I would say that AMD CMT does not work at all. It's misleading to compare core per core, because all the support infrastructure that the core needs to work just isn't there. 32nm Sandy Bridge without the CPU part is 30% smaller than the CPU part of a 32nm APU. And it's not blank space, is transistor budget that consumes power even when only leaking, making the design a lot less efficient than Intel's.
In servers we can see how CMT designs scale badly, because once AMD tried to go over 4 modules they could achieve only paltry clocks, while Intel could get much higher clocks of their big die parts. While here on the forums people are claiming for 8 core Steamroller, Intel has 12 core/24 threads parts that would mop the floor with AMD chips in whatever multithreaded task you can think of, and even the 8C parts would be enough to hold the line against whatever AMD throws at them. AMD can only look for the poor scaling of their designs to blame for their server debacle.

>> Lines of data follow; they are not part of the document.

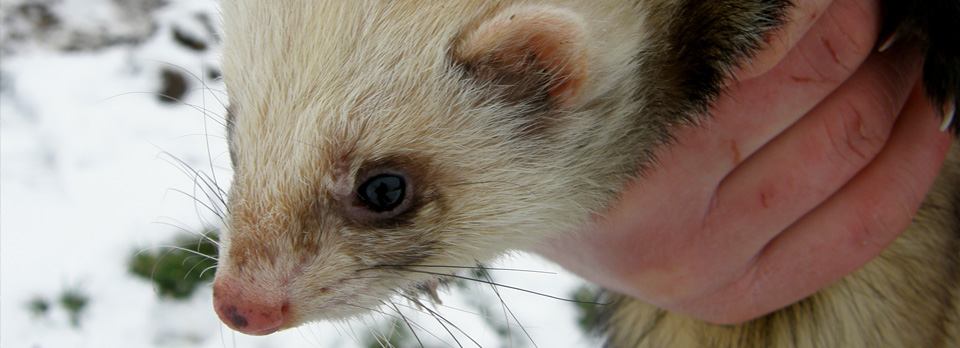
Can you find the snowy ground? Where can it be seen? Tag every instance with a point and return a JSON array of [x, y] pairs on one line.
[[84, 182]]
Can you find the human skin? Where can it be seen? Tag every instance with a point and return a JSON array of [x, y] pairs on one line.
[[816, 159]]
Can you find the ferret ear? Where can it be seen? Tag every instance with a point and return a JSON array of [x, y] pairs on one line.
[[533, 54]]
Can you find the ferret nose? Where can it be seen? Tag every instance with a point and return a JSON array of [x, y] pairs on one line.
[[248, 313]]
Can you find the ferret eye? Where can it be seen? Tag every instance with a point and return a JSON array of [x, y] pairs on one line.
[[383, 192]]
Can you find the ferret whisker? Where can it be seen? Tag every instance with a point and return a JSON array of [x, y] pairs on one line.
[[373, 331], [188, 72], [419, 308], [208, 188], [486, 183], [506, 309], [407, 322], [199, 202], [498, 284], [466, 267], [441, 320], [205, 112], [208, 268], [202, 236]]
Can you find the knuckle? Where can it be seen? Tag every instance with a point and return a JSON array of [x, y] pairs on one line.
[[856, 140]]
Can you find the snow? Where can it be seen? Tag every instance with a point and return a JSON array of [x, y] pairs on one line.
[[87, 179]]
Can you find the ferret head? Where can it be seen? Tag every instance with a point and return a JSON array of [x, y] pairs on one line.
[[370, 140]]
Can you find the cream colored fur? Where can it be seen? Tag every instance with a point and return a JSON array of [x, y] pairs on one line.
[[319, 89]]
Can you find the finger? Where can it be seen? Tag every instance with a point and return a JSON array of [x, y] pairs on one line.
[[874, 209], [804, 166], [755, 111], [800, 18]]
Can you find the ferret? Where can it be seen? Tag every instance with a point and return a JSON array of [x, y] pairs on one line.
[[373, 139]]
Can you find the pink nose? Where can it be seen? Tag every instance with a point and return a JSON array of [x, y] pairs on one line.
[[248, 313]]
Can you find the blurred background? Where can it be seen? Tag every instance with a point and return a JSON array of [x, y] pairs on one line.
[[111, 148]]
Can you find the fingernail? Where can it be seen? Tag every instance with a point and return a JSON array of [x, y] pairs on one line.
[[889, 41], [948, 115]]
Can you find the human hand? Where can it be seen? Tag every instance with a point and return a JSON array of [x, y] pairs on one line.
[[816, 159]]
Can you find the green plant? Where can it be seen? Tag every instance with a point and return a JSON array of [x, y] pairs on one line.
[[74, 300], [178, 270]]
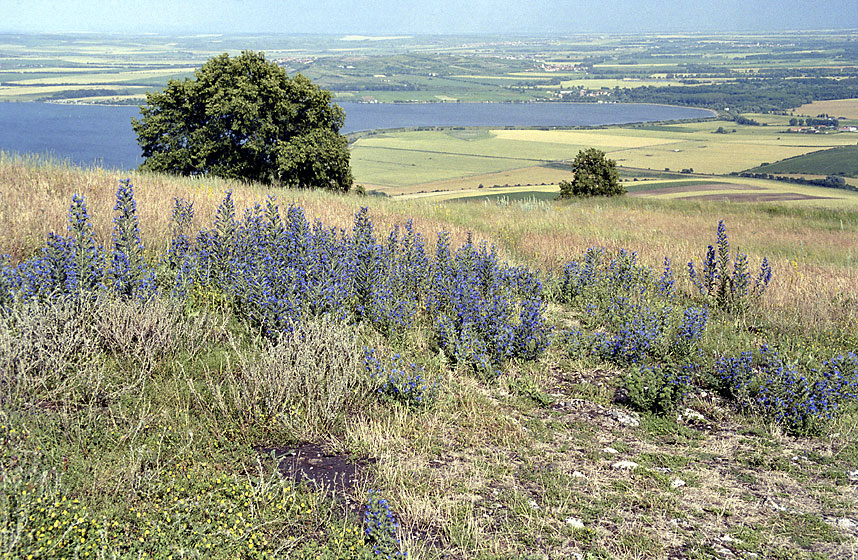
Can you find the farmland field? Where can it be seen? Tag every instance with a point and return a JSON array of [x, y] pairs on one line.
[[832, 161], [141, 421], [456, 365], [837, 108], [425, 161]]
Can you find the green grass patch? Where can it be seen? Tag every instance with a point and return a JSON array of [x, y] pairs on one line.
[[833, 161]]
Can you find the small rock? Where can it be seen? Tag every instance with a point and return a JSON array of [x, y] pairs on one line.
[[624, 418], [775, 506], [692, 416]]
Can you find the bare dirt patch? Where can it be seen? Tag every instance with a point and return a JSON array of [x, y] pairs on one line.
[[310, 463]]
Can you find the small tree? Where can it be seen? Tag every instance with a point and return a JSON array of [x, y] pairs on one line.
[[245, 118], [595, 175]]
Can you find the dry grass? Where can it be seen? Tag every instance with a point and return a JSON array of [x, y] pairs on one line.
[[811, 251]]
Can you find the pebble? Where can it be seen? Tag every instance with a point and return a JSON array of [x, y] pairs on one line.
[[693, 416]]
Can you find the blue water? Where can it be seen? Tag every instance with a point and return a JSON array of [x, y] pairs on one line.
[[90, 134]]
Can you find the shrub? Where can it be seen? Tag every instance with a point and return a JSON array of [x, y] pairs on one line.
[[404, 383], [656, 389], [245, 118], [595, 175]]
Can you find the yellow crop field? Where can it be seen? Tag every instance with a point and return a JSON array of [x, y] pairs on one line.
[[582, 137], [711, 157], [608, 83], [838, 108]]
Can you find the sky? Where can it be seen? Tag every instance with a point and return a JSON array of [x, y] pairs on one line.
[[386, 17]]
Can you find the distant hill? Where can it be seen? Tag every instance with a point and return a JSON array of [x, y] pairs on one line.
[[833, 161]]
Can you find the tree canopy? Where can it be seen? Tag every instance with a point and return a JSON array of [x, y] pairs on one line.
[[595, 175], [245, 118]]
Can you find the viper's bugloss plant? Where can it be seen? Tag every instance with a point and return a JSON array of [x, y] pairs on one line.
[[657, 389], [75, 266], [733, 290], [405, 383], [801, 401], [128, 275], [380, 525]]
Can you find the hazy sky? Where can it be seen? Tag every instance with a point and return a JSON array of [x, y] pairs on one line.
[[413, 17]]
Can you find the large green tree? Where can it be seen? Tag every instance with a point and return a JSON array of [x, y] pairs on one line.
[[595, 175], [245, 118]]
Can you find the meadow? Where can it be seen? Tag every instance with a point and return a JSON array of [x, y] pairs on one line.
[[545, 379], [429, 162]]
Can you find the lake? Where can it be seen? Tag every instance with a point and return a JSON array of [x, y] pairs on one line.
[[92, 134]]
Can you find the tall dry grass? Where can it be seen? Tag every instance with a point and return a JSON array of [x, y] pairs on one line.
[[813, 250]]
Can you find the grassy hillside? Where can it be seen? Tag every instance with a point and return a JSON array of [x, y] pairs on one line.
[[538, 401]]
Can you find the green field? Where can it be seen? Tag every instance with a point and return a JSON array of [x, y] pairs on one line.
[[182, 427], [832, 161], [423, 161]]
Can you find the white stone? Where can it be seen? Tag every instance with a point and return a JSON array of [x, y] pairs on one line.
[[690, 415]]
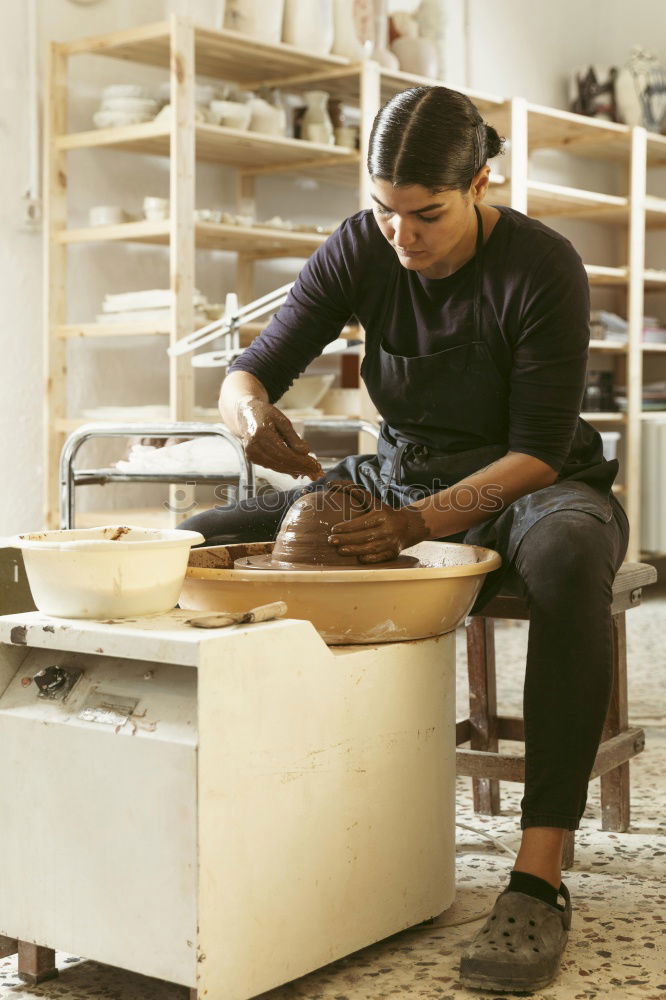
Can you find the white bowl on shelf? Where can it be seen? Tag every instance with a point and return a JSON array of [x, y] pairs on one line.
[[130, 105], [231, 114], [123, 90], [106, 215]]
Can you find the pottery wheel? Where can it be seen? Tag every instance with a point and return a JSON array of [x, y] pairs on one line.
[[264, 562]]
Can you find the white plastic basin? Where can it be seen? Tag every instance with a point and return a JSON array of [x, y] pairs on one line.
[[114, 571]]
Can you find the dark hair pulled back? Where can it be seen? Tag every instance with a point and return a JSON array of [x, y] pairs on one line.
[[430, 136]]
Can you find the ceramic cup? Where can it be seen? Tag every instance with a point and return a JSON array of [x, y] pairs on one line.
[[106, 215], [318, 133], [231, 113], [347, 136]]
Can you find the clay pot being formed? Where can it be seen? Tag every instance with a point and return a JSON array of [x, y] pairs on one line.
[[303, 536]]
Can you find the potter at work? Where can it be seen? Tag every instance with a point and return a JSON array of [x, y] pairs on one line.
[[477, 328]]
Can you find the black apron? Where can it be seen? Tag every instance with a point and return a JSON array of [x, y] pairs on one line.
[[460, 393]]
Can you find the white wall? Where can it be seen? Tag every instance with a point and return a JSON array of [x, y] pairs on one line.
[[515, 47]]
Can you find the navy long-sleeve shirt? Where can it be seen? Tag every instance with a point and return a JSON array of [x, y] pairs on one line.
[[536, 300]]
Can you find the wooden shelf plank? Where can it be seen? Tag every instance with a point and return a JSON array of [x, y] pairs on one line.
[[545, 200], [248, 332], [259, 241], [393, 81], [554, 128], [70, 331], [600, 275], [215, 143]]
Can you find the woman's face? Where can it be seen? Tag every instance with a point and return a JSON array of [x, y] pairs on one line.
[[427, 229]]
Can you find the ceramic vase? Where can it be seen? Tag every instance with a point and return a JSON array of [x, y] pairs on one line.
[[260, 18], [316, 125], [640, 90], [346, 40], [380, 50], [308, 24], [268, 118], [416, 55]]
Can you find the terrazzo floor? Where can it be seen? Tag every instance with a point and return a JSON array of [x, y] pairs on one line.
[[617, 947]]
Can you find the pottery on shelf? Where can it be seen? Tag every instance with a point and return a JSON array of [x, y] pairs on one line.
[[268, 118], [380, 51], [640, 91], [232, 114], [303, 536], [315, 123], [308, 24], [346, 39], [262, 19]]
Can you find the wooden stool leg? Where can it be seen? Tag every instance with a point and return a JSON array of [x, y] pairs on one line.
[[483, 707], [615, 798], [568, 850], [36, 963], [8, 946]]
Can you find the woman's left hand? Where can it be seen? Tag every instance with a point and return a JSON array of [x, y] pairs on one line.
[[381, 535]]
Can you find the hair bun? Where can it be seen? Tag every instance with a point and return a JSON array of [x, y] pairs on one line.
[[494, 142]]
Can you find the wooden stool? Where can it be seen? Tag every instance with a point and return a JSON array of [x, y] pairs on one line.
[[484, 727]]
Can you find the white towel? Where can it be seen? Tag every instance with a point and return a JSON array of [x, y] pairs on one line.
[[205, 455]]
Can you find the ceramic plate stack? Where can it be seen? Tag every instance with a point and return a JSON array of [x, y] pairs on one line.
[[124, 104]]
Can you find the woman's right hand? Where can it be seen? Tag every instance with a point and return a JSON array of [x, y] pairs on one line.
[[269, 439]]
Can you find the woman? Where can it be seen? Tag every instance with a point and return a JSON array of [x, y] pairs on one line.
[[476, 322]]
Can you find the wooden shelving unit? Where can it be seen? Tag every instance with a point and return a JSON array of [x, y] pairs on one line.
[[188, 51], [532, 128]]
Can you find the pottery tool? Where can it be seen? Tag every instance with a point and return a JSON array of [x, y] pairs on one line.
[[264, 613]]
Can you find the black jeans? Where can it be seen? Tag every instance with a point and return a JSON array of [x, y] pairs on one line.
[[564, 567]]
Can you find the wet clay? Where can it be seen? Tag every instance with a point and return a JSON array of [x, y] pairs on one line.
[[303, 536]]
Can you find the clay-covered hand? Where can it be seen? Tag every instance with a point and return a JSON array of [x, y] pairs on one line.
[[381, 535], [269, 439]]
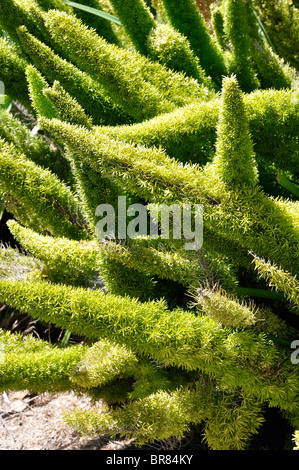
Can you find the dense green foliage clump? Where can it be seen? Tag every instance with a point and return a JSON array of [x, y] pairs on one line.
[[138, 106]]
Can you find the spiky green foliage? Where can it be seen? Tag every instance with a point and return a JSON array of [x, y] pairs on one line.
[[136, 17], [23, 181], [80, 85], [281, 21], [12, 72], [237, 30], [170, 338], [36, 84], [185, 17], [279, 279], [36, 365], [234, 160], [170, 48]]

And speaking about sharing... SMT is about sharing *all* resources of the core, while CMT is about sharing just a few of the resources. Intel (and IBM, and Sun, and everyone with SMT) can go huge on core resources and IPC because the resources will be used by more than one thread at a given time, while AMD cannot, because if they go huge on core resources it might end up with only added leakage while the core sits still for lack of threads. This is the reason for the anemic core (which they tried to compensate with high clocks), and this is why you cannot expect much IPC from AMD parts(I'll really save that 90% post for the posterity). CMT ends up delivering a much more inflexible processor than CMT, one that only shines when there are a lot of light threads on the fly, and sucks at everything else.